Hunley went on to fame and glory in the popular press mostly because she was the first submersible vessel to have sunk an operational warship, not because she was a successful vessel. She was lost with all hands–after killing two other crews including her inventor, perhaps that was for the best. Hunley was discovered and raised in 2000; her victim’s location was well marked in charts (albeit as a hazard to navigation) until the early 20th century, and only her anchor remains.
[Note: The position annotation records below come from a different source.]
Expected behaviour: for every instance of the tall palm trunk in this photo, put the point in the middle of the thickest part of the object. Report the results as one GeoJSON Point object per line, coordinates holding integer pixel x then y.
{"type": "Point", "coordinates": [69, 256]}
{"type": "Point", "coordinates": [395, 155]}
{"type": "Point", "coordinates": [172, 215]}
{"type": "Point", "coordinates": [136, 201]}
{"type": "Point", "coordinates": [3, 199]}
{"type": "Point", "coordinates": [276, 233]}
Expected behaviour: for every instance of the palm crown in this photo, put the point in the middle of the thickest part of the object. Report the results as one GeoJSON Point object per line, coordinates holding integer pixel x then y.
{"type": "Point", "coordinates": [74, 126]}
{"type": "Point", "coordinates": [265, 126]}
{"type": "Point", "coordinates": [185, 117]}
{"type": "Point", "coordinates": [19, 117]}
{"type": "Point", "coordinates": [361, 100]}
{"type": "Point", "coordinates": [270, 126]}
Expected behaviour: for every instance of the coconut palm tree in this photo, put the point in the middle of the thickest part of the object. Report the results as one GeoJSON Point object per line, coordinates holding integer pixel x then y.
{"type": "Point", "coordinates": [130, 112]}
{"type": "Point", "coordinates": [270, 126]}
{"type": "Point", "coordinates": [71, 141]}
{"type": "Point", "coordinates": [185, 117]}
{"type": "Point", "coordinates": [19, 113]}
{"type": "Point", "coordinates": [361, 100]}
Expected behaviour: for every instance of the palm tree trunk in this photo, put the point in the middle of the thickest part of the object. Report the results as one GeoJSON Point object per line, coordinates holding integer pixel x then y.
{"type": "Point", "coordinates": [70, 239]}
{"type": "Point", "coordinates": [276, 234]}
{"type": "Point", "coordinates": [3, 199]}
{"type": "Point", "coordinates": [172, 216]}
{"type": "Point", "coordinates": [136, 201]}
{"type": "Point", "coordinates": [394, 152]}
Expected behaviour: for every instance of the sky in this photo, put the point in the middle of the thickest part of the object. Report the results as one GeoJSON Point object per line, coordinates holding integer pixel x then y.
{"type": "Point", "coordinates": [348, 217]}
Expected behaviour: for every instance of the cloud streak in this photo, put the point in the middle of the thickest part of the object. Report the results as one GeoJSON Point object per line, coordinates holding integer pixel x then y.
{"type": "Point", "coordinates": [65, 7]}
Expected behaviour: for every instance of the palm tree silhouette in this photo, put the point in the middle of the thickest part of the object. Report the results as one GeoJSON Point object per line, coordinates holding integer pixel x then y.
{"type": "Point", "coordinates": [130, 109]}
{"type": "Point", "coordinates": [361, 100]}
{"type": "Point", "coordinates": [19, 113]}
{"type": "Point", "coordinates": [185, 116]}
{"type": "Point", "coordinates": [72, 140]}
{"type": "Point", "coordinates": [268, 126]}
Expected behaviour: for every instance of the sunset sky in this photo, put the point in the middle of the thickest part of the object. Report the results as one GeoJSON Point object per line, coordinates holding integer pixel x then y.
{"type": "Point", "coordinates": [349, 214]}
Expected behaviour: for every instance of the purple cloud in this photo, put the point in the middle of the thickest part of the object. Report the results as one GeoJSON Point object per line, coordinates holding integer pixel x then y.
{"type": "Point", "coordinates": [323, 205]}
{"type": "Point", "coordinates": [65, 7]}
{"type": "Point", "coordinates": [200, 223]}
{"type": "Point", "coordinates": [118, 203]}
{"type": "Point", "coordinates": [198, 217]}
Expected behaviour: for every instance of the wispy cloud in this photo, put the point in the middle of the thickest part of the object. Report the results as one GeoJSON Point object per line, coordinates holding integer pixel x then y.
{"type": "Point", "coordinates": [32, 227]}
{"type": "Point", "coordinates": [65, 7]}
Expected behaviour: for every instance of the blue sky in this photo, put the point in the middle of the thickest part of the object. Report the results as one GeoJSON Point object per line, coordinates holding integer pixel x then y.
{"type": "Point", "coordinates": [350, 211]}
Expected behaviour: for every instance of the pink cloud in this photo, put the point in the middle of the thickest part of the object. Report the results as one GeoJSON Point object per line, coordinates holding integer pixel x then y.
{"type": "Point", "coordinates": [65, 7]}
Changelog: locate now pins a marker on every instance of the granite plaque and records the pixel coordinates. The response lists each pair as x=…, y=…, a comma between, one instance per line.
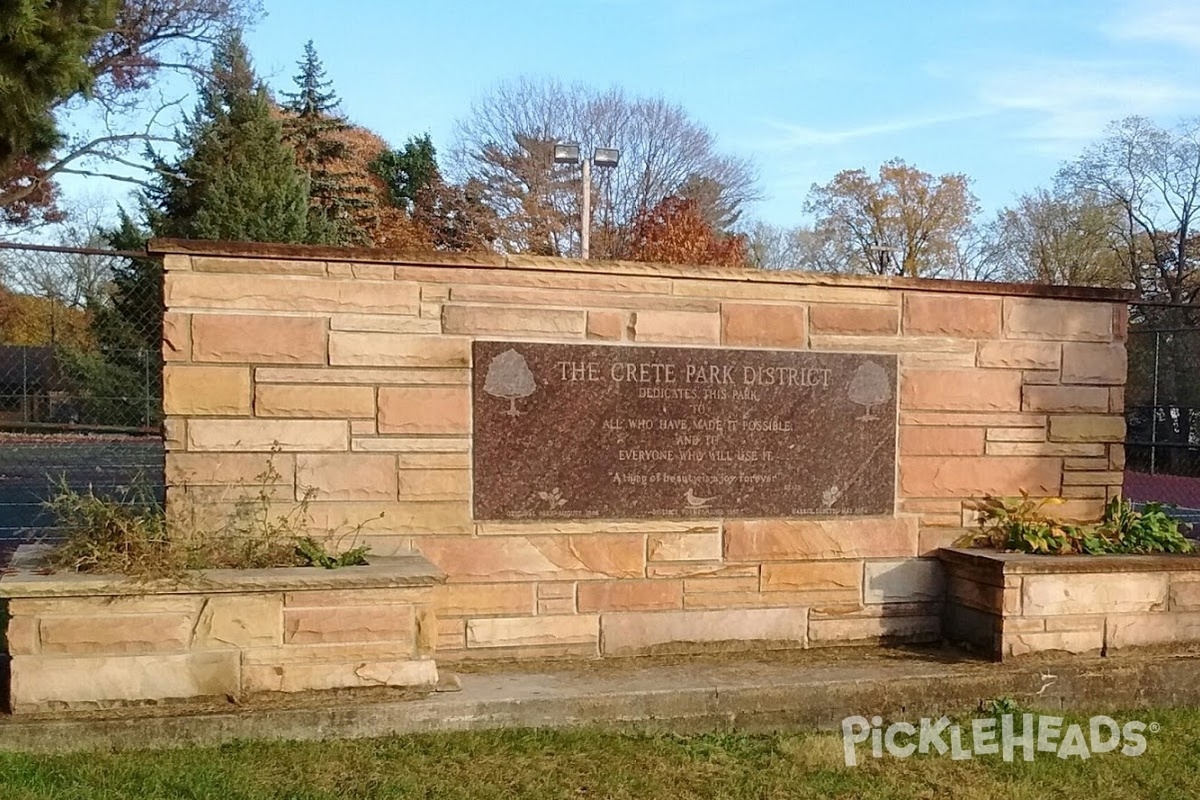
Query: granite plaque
x=587, y=431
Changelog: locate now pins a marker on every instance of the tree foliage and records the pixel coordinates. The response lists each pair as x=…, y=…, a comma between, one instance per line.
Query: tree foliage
x=1059, y=236
x=235, y=178
x=505, y=143
x=1150, y=178
x=453, y=217
x=108, y=54
x=312, y=124
x=904, y=222
x=676, y=232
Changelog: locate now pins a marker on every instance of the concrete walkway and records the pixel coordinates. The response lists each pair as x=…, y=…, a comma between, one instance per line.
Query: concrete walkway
x=808, y=690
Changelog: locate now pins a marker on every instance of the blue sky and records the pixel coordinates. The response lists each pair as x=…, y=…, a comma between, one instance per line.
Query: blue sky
x=1002, y=90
So a hundred and fifty one years on, what’s to be said about the emergence of undersea warfare? The introduction of the submarine to commerce warfare would change the nature of naval war itself. The submarine was at first forced to observe conventional and unwritten “cruiser rules” that required they stop and search their intended prey, giving their passengers and crew an opportunity to take to their boats. But in the press of war that honorable option soon gave way, as honor often does, to expediency. Targets didn’t stop; weather was hazardous for small submarines to try to come alongside; Q-ships became a menace. By 1915 cruiser rules were abandoned, and by 1917 unrestricted submarine warfare, where submarines were shooting anything not bearing an Imperial German flag within an exclusion zone around the British Isles, was a horrible reality. That, eventually, would lead to even worse luck for Germany, and also to Japan a generation later. Today, cruiser rules are usually regarded as merely quaint.
So Housatonic and her five crewmen , blockading Charleston Harbor on a cold night in 1864, were the first of many hundreds of ships and many thousands of people who would be unlucky enough to be killed on cold and dark nights by unseen attackers.